After reviewing the decedent’s text messaging history, Detective
Gaudreau learned that, within days of his passing, the decedent had been
communicating with a man named Walter Peek-Antolin. Gaudreau testified
that he believed that the defendant ordered “four different types of drugs” from
Peek-Antolin: “pretty,” which is cocaine, two grams of “dirty,” which is fentanyl,
a “zip,” which is a baggie of marijuana, and marijuana edibles.

Text messages between the defendant and Peek-Antolin and between
Peek-Antolin and the decedent, as well as other evidence, established that on
July 29, the defendant delivered drugs to the decedent’s residence. Although
the decedent ordered four different drugs from Peek-Antolin, Gaudreau
believed that the defendant only delivered fentanyl, cocaine, and possibly the
edibles.
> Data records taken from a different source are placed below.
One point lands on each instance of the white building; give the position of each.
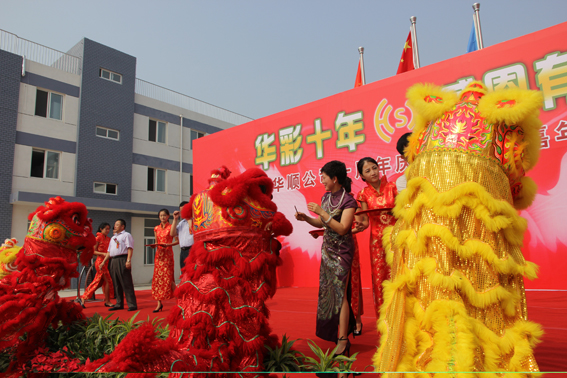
(80, 125)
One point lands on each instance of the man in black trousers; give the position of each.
(120, 248)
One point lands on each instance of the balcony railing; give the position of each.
(69, 63)
(39, 53)
(162, 94)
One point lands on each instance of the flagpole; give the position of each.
(476, 17)
(361, 52)
(414, 42)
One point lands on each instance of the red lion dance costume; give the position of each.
(220, 323)
(31, 276)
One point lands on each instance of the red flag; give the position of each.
(406, 62)
(358, 81)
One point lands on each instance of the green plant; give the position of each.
(327, 361)
(283, 358)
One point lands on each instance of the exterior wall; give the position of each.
(108, 104)
(11, 68)
(166, 156)
(90, 101)
(19, 227)
(63, 186)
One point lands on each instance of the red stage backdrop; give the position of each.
(293, 145)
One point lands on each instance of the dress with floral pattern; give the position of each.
(337, 253)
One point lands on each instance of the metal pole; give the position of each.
(180, 158)
(476, 8)
(415, 50)
(361, 51)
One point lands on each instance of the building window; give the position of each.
(109, 75)
(103, 132)
(196, 135)
(149, 238)
(156, 131)
(45, 164)
(102, 187)
(49, 104)
(156, 180)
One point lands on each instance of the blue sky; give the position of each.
(257, 57)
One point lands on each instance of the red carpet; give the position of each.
(293, 313)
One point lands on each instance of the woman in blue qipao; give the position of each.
(335, 215)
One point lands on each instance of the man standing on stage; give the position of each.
(183, 230)
(120, 248)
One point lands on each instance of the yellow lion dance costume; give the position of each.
(456, 301)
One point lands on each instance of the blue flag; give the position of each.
(472, 46)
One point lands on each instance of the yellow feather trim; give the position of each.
(430, 110)
(413, 140)
(425, 112)
(497, 215)
(526, 104)
(417, 245)
(457, 281)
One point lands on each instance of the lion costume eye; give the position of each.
(54, 233)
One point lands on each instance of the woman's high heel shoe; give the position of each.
(358, 332)
(159, 309)
(79, 301)
(346, 351)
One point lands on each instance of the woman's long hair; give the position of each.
(337, 169)
(360, 165)
(164, 210)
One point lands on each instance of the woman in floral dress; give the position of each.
(335, 214)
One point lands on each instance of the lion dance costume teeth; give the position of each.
(32, 275)
(220, 322)
(456, 299)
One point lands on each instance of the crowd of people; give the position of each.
(341, 214)
(113, 262)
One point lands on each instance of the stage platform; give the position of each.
(293, 312)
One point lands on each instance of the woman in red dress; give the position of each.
(163, 283)
(379, 194)
(356, 285)
(102, 277)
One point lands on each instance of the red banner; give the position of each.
(293, 145)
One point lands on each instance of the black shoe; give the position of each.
(158, 309)
(358, 332)
(346, 351)
(78, 300)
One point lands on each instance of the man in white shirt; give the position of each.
(184, 232)
(120, 248)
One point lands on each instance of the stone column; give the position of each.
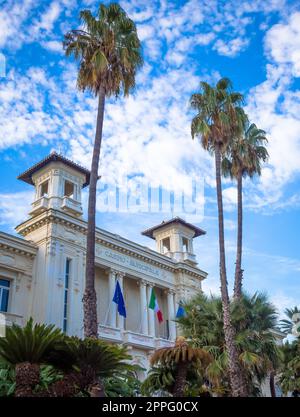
(143, 308)
(151, 318)
(112, 312)
(171, 315)
(120, 319)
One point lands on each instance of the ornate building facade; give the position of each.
(42, 272)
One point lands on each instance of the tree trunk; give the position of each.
(238, 264)
(180, 380)
(27, 377)
(272, 384)
(90, 299)
(237, 383)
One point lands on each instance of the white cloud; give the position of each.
(232, 47)
(283, 43)
(54, 46)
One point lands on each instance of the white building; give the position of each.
(42, 273)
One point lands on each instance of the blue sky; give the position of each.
(147, 136)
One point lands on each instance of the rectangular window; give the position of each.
(4, 294)
(185, 244)
(69, 189)
(66, 294)
(165, 245)
(44, 189)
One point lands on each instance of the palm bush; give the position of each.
(85, 364)
(26, 348)
(253, 318)
(39, 360)
(176, 361)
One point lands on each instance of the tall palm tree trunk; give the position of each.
(180, 380)
(237, 292)
(272, 384)
(238, 386)
(90, 298)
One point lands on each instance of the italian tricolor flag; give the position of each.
(154, 306)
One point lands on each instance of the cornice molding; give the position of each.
(16, 245)
(110, 240)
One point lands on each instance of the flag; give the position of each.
(119, 300)
(154, 306)
(180, 312)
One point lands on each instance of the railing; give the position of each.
(190, 257)
(69, 204)
(138, 339)
(11, 318)
(39, 205)
(111, 334)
Gaudreau testified regarding a text message conversation between
Peek-Antolin and the decedent in which Peek-Antolin “says that basically he
forgot the zip and he would deliver it himself the following day.” The evening of
July 29, following the delivery, the decedent suffered a non-fatal overdose.
When the decedent’s mother found her son overdosing that night, she
destroyed some of his drug paraphernalia and drugs, which Gaudreau believed
to be most likely the cocaine.

The following day, on July 30, another text message conversation and
phone calls between the decedent and Peek-Antolin took place. The decedent
told Peek-Antolin that he had “leaned on” what he had and needed more of the
“pretty,” leading Gaudreau to believe that the decedent was “asking for more of
the cocaine.” Although these text messages demonstrate that Peek-Antolin and
the decedent discussed another drug delivery, Gaudreau testified that he
“cannot confirm that th[e] transaction did actually happen” and the
investigation uncovered no evidence that the defendant was involved in any
sort of delivery on July 30. That same day, from approximately 1 p.m. until
9:30 or 10 p.m., the decedent covered a shift at the restaurant where he
worked. After work, the decedent met up with his co-worker and a friend
outside of the restaurant. The decedent’s friend was a former drug user who
had previously acquired drugs from the decedent to give to other people. The
decedent, who according to his friend had been struggling with an opiate
addiction for years, left the restaurant in the early morning hours of July 31.
That morning, the decedent’s body was found in his residence.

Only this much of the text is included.